Clean Power Hour: Bridge Loans Are Saving Tribal Clean Energy Projects #328
- Huurav Energy

- Jan 20
- 2 min read
Updated: Feb 4
#EP328 Federal funding for tribal clean energy projects has been rescinded. Tribes that invested millions in solar and microgrid projects now face stalled construction, lost jobs, and broken promises. David Harper, CEO of Huurav, is stepping in with bridge loans to keep these projects alive.
David Harper is a tribal member from the Colorado River Indian Tribes on the Arizona-California border. He started his solar career fighting developers who disturbed sacred artifacts and human remains on tribal lands. Today, he runs Huurav, a company providing bridge financing for the 575 federally recognized tribes across the United States. His sister company, 7 Skyline, provides electrical engineering consulting to 80-90 tribes nationwide.
Episode Highlights:
The 2021 Infrastructure Bill allocated $10-15 billion for tribal energy projects. Much of that funding has been clawed back.
Tribes that invested their own money now have stalled projects with no path to completion.

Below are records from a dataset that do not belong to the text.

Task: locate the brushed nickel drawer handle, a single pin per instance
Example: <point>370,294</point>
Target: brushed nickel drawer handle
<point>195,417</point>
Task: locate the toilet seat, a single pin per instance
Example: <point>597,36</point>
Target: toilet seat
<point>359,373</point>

Huurav provides 2-6 year bridge loans that allow tribes to continue construction while securing permanent financing.
Capital stacking allows multiple funders (CDFIs, philanthropy, financial institutions, etc) to share risk on larger projects.
Case study: Guidiville Rancheria in Mendocino County received a $1M bridge loan for a 500kW solar plus 1.5MW battery storage microgrid serving 44 homes.

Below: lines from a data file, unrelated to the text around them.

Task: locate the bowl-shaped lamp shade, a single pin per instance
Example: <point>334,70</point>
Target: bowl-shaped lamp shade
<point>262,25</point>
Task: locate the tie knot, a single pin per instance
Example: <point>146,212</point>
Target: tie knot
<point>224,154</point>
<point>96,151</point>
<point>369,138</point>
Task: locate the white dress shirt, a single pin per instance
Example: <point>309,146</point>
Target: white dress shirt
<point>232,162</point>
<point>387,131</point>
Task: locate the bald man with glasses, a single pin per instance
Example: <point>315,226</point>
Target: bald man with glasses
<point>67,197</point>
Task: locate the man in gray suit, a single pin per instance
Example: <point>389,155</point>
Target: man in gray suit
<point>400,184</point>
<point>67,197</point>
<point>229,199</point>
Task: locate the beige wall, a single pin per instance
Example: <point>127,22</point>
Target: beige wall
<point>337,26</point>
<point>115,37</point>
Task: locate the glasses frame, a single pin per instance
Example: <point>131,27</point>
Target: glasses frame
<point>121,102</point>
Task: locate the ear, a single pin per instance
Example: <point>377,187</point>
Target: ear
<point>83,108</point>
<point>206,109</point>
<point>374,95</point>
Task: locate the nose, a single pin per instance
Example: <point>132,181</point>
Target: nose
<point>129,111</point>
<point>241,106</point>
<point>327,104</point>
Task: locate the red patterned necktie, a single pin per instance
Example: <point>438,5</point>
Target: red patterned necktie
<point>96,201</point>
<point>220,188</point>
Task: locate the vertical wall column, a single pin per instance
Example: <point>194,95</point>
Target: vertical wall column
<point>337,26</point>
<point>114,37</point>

Huurav has 22 projects in its pipeline with more tribes requesting support.
Tribal communities often suffer brownouts and blackouts because they sit at the end of utility lines. Microgrids offer energy independence.

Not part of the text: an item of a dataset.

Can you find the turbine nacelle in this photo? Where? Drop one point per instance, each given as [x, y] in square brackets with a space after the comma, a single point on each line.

David Harper's story captures what happens when federal promises disappear overnight. Tribes that did everything right, completed feasibility studies, hired workers, and approved scopes of work, are left holding the bill.
Huurav fills that gap with bridge loans sized to what tribes can pay back. This model builds credit history, creates jobs, and moves the 22 projects in their pipeline toward completion.